Detection Methods for CVE-2024-39549
Indicators of Compromise
- Unusually high memory utilization on Juniper routing devices, particularly in the rpd process
- System logs showing repeated entries related to malformed BGP Path attributes
- BGP session instability or unexpected session resets
- Gradual degradation of routing performance over time
Detection Strategies
- Monitor system memory using the command show system memory to identify abnormal memory consumption patterns
- Use show system monitor memory status to track real-time memory utilization trends
- Implement alerting for rpd process memory consumption exceeding baseline thresholds
- Review BGP session logs for patterns of malformed attribute processing
Monitoring Recommendations
- Configure SNMP traps or syslog alerts for memory utilization thresholds on routing devices
- Establish baseline memory consumption metrics for the rpd process under normal operation
- Implement network monitoring to detect unusual BGP traffic patterns from untrusted sources
- Deploy SentinelOne Singularity platform to monitor network device health and detect anomalous behavior patterns
How to Mitigate CVE-2024-39549
Immediate Actions Required
- Identify all Juniper Junos OS and Junos OS Evolved devices in your environment running affected versions
- Prioritize patching for devices with BGP peering sessions exposed to untrusted networks
- Review BGP peering configurations and ensure sessions are only established with trusted peers
- Implement BGP prefix filtering and route policies to limit exposure
- Monitor memory utilization on affected devices pending patch deployment
Patch Information
Juniper Networks has released security patches to address this vulnerability.
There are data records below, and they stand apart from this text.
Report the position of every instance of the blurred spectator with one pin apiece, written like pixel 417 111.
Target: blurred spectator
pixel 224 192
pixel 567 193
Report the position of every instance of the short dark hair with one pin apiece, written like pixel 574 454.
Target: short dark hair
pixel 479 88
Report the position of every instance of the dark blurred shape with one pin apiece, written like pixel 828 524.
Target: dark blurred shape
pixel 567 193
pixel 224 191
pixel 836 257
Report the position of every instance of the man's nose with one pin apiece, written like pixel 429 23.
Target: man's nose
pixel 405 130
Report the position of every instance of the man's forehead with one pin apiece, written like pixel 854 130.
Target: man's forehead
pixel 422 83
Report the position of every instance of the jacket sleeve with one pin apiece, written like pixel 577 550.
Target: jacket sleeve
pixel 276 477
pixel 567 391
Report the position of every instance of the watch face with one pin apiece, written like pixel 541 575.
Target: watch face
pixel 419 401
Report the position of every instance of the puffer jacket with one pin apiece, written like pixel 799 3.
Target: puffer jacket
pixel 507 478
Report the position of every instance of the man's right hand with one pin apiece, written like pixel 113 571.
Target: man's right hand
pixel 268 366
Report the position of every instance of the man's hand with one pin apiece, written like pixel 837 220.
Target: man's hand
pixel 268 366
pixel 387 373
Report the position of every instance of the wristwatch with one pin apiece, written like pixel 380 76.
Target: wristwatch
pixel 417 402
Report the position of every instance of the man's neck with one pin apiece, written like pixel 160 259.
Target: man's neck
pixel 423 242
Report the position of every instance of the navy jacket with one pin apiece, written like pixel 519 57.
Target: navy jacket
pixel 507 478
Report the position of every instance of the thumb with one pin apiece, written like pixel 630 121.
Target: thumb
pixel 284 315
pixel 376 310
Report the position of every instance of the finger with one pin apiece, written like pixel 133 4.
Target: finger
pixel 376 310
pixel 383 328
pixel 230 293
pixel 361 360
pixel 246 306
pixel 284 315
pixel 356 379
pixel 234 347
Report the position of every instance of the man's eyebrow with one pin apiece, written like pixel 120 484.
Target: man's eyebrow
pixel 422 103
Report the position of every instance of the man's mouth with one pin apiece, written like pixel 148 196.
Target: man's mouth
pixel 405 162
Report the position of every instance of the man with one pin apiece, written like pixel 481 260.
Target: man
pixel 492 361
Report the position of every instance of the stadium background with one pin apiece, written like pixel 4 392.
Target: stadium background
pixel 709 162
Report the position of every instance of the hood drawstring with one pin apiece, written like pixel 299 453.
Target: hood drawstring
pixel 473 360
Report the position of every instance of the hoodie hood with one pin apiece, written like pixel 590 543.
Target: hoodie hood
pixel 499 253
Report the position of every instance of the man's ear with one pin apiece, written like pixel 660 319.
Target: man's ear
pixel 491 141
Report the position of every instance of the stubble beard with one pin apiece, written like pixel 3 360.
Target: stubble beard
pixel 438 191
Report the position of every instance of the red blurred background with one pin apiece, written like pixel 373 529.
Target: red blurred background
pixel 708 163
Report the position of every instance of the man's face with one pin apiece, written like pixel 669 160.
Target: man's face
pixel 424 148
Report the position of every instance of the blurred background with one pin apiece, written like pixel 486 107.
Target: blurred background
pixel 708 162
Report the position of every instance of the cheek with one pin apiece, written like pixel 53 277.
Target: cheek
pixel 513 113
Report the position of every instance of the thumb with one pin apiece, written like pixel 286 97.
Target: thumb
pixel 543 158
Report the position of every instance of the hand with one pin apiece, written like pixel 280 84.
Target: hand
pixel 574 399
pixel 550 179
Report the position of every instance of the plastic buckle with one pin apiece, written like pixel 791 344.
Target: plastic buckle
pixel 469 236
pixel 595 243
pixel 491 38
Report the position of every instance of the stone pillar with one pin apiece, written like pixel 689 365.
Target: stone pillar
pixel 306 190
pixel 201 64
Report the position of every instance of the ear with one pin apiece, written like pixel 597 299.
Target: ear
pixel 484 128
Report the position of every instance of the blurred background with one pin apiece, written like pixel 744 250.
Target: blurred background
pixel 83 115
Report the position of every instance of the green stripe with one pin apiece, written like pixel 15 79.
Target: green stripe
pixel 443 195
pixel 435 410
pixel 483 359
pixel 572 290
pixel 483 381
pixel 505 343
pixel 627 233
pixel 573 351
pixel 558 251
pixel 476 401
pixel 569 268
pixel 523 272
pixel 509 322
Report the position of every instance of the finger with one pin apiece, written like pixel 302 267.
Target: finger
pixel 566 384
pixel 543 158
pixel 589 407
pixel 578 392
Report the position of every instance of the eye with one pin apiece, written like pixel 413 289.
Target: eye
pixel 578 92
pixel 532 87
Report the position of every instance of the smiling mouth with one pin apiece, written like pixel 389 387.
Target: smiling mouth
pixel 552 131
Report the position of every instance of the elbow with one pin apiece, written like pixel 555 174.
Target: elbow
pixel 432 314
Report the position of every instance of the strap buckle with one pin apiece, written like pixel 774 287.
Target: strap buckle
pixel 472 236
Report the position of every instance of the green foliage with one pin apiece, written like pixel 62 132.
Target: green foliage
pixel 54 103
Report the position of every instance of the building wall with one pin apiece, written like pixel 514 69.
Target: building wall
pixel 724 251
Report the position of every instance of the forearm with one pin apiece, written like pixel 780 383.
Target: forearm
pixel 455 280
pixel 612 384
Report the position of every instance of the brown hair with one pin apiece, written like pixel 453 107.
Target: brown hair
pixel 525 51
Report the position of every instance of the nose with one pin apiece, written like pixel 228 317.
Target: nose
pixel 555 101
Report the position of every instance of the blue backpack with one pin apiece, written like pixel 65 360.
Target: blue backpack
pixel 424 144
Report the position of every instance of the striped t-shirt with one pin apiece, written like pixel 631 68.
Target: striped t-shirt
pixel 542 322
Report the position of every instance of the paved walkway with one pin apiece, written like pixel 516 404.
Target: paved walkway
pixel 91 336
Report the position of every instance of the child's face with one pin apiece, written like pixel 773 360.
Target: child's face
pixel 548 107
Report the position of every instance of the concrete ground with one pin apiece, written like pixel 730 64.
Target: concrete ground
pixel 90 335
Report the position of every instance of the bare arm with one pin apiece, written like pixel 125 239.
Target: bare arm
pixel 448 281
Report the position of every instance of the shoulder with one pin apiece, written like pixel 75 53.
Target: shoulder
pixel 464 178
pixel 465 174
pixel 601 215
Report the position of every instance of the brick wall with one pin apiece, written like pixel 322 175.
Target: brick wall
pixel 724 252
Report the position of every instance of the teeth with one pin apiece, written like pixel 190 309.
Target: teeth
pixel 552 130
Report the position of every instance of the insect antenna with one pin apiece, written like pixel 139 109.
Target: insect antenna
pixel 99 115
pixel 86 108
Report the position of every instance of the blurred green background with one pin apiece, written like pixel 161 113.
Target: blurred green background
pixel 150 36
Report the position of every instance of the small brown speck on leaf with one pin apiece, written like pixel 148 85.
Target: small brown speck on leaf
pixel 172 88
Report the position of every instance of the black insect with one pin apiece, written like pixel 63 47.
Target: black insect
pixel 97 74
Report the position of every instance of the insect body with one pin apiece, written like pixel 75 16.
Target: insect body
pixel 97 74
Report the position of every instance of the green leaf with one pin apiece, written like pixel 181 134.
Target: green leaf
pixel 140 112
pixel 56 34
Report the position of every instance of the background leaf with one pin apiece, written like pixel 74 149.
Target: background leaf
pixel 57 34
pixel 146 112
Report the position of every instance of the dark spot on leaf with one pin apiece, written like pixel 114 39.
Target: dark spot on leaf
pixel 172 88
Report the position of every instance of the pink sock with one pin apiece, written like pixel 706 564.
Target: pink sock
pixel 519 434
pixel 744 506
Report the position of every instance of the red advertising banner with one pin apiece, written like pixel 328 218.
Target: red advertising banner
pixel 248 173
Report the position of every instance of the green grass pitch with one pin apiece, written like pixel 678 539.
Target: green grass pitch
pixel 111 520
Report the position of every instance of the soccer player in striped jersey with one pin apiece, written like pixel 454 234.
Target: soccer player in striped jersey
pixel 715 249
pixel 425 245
Organizations should upgrade to the following fixed versions:
Junos OS:21.2R3-S8, 21.4R3-S8, 22.2R3-S4, 22.3R3-S3, 22.4R3-S3, 23.2R2-S1, 23.4R1-S2, or 23.4R2
Junos OS Evolved:21.2R3-S8-EVO, 21.4R3-S8-EVO, 22.2R3-S4-EVO, 22.3R3-S3-EVO, 22.4R3-S3-EVO, 23.2R2-S1-EVO, 23.4R1-S2-EVO, or 23.4R2-EVO
For detailed patch information and download links, refer to the Juniper Security Advisory JSA83011.
Workarounds
- If patching is not immediately possible, manually restart the Routing Protocol Daemon (rpd) to free consumed memory as a temporary measure
- Implement strict BGP peer authentication using MD5 or TCP-AO to prevent unauthorized BGP sessions
- Configure BGP maximum-prefix limits to help mitigate the impact of sustained attacks
- Consider implementing BGP TTL Security (GTSM) to reject BGP packets with unexpected TTL values
# Monitor memory utilization on Juniper devices
show system memory
show system monitor memory status
# Restart rpd to recover memory (temporary workaround)
restart routing immediately
# Configure BGP authentication (recommended hardening)
set protocols bgp group <group-name> authentication-key <key>
Disclaimer: This content was generated using AI. While we strive for accuracy, please verify critical information with official sources.